Неожиданный подарок ко Дню Победы получили российские историки. Комиссия по охране государственной тайны рассекретила материалы из личного дела маршала Жукова — человека, которому мы обязаны победой в Великой Отечественной войне.

Исследователи называют это решение чудом, а открывшиеся документы — сенсацией. То, что ученые обнаружили в папке, — впечатляет. Это документы послевоенного периода. В них — обвинения маршала в попытке государственного переворота — якобы хотел распустить Компартию и арестовать своих соратников, а также сведения о якобы проживающем в Германии внебрачном сыне. То есть по сути — доносы и кляузы на Георгия Константиновича.

Документы открывают удивительное: человек-легенда, пользующийся большим авторитетом и влиянием, жил в тяжелейших условиях давления со стороны партийной номенклатуры. Подробнее об этих документах программа НТВ «Акценты недели» поговорила с тем, кто одним из первых изучил дело Жукова — с историком Леонидом Максименковым.

Ведущий: «Леонид Валентинович, расскажите, как к вам попало дело маршала Победы?»

Леонид Максименков: «По заданию редакции журнала „Огонёк“ я готовил серию публикаций к столетию революции 1917 года. Восстановить какие-то факты из биографии известных деятелей: Дзержинского, Фрунзе, Крупской, Чичерина. К сожалению, в архиве, куда это было передано по распоряжению президента Медведева еще пять лет назад, именно вот эти документы получить не удалось. По различным причинам. И тогда я натолкнулся в общем перечне вот этих личных дел наличное дело маршала Победы. Это больше десяти папок, разбросанных по разным тематическим разделам. И в обычном порядке, через требование, я заказал эти дела и получил их в читальном зале. Оказалось, в них очень много интересного.

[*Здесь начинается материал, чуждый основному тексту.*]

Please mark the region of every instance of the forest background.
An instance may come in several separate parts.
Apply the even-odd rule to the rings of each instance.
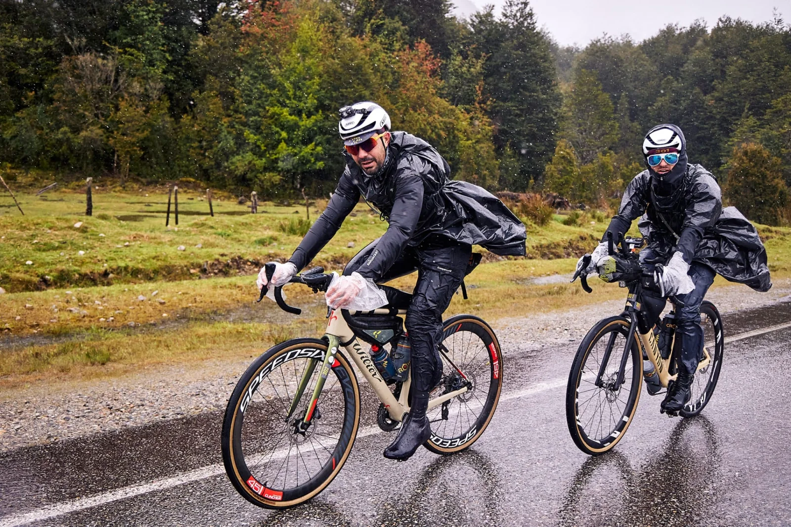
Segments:
[[[0,163],[123,185],[189,178],[285,199],[332,191],[337,110],[490,190],[617,199],[645,132],[684,131],[727,203],[791,222],[791,26],[728,17],[560,47],[529,2],[0,0]]]

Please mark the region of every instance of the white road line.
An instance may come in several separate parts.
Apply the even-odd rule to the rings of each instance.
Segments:
[[[737,340],[742,340],[744,339],[748,339],[759,335],[763,335],[764,333],[776,332],[786,328],[791,328],[791,322],[778,324],[777,325],[770,326],[763,329],[755,329],[751,332],[745,332],[744,333],[733,335],[726,338],[725,343],[736,342]],[[544,382],[539,382],[525,389],[505,393],[500,396],[500,400],[503,401],[511,400],[513,399],[520,399],[540,392],[546,392],[547,390],[561,388],[562,386],[566,386],[567,381],[568,380],[566,378],[558,378],[551,381],[546,381]],[[358,430],[357,437],[365,438],[370,435],[380,434],[382,430],[380,430],[378,427],[366,427]],[[205,480],[216,476],[221,476],[225,473],[225,469],[223,465],[219,464],[210,464],[206,467],[201,467],[200,468],[195,468],[195,470],[188,472],[184,472],[184,474],[180,474],[179,476],[156,480],[146,483],[130,485],[123,488],[115,489],[115,491],[109,491],[108,492],[103,492],[101,494],[88,496],[86,498],[78,498],[77,499],[72,499],[62,503],[55,503],[30,512],[11,514],[10,516],[0,518],[0,527],[18,527],[19,525],[25,525],[33,521],[43,521],[51,518],[77,512],[78,510],[105,505],[107,503],[116,502],[121,499],[134,498],[134,496],[139,496],[140,495],[147,494],[149,492],[165,491],[168,488],[178,487],[179,485],[184,485],[184,483]]]
[[[755,329],[751,332],[744,332],[744,333],[739,333],[738,335],[733,335],[729,337],[725,337],[725,343],[729,342],[736,342],[736,340],[741,340],[743,339],[749,339],[751,336],[757,336],[759,335],[763,335],[764,333],[770,333],[771,332],[779,331],[781,329],[785,329],[786,328],[791,328],[791,322],[786,322],[785,324],[778,324],[774,326],[769,326],[768,328],[763,328],[763,329]]]

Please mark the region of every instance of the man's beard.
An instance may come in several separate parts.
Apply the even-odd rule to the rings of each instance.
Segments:
[[[364,161],[373,161],[373,167],[371,168],[371,169],[363,169],[362,168],[362,164],[363,164]],[[369,176],[373,176],[373,175],[375,175],[377,172],[379,172],[379,169],[382,166],[382,164],[380,163],[379,161],[377,161],[377,158],[374,157],[373,156],[368,156],[367,157],[362,157],[361,159],[358,159],[357,160],[357,165],[358,165],[358,166],[360,167],[361,170],[362,170],[364,173],[365,173]]]

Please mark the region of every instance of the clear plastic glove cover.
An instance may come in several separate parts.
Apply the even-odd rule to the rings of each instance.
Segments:
[[[274,301],[274,288],[287,284],[289,280],[297,274],[297,266],[291,262],[285,264],[270,262],[270,264],[274,264],[274,272],[272,274],[272,286],[267,291],[267,298]],[[258,271],[258,279],[255,280],[255,285],[258,286],[258,290],[259,291],[262,287],[267,285],[266,267],[261,267],[261,271]],[[283,298],[285,298],[285,297]]]
[[[607,248],[607,244],[606,243],[599,244],[596,246],[596,248],[593,249],[593,252],[591,252],[591,262],[590,264],[588,264],[588,267],[583,270],[583,272],[585,273],[586,275],[590,275],[591,273],[596,272],[596,264],[599,263],[600,260],[607,256],[607,252],[608,251]],[[585,258],[585,256],[582,256],[578,260],[577,260],[577,270],[582,267],[583,258]]]
[[[684,261],[680,251],[673,253],[672,258],[664,266],[661,274],[654,273],[663,296],[687,294],[694,289],[694,282],[689,276],[690,264]]]
[[[333,309],[369,311],[388,303],[384,291],[379,289],[371,280],[364,279],[359,273],[350,276],[332,278],[327,289],[327,305]]]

Вот что такое личное дело? На каждого высшего руководителя в Советском Союзе в главном отделе кадров страны, которым был Центральный комитет партии, существовало такое личное дело, куда собирались все материалы, как в копилку. И биография, и автобиография, и передвижение по службе, ордена, медали, отпуска. Материальные вопросы какие-то, это все собиралось в одну папку. И хорошее, и плохое».

Ведущий: «Я так понимаю, и доносы были?»

Леонид Максименков: «Да, в том числе, которые имели, конечно, очень большую роль, я объясню почему. Например, у маршала Жукова есть несколько таких сигналов — компроматов, доносов. Все они относятся к 1954 году. Я должен сказать, что вот эти Жуковские папки… Хотя маршал был известен высшему руководству станы с конца 30-х годов — Монголия, Халкин-Гол, потом Финская война и Великая Отечественная. При Сталине он пострадал. Он был смещен с постов, фактически отправлен в ссылку, потом на Урал. И его личное дело открывается не 30-ми годами, а именно 53–54 годом, когда он, после смерти Сталина был возвращен на кремлевский олимп и стал первым заместителем, а затем министром обороны».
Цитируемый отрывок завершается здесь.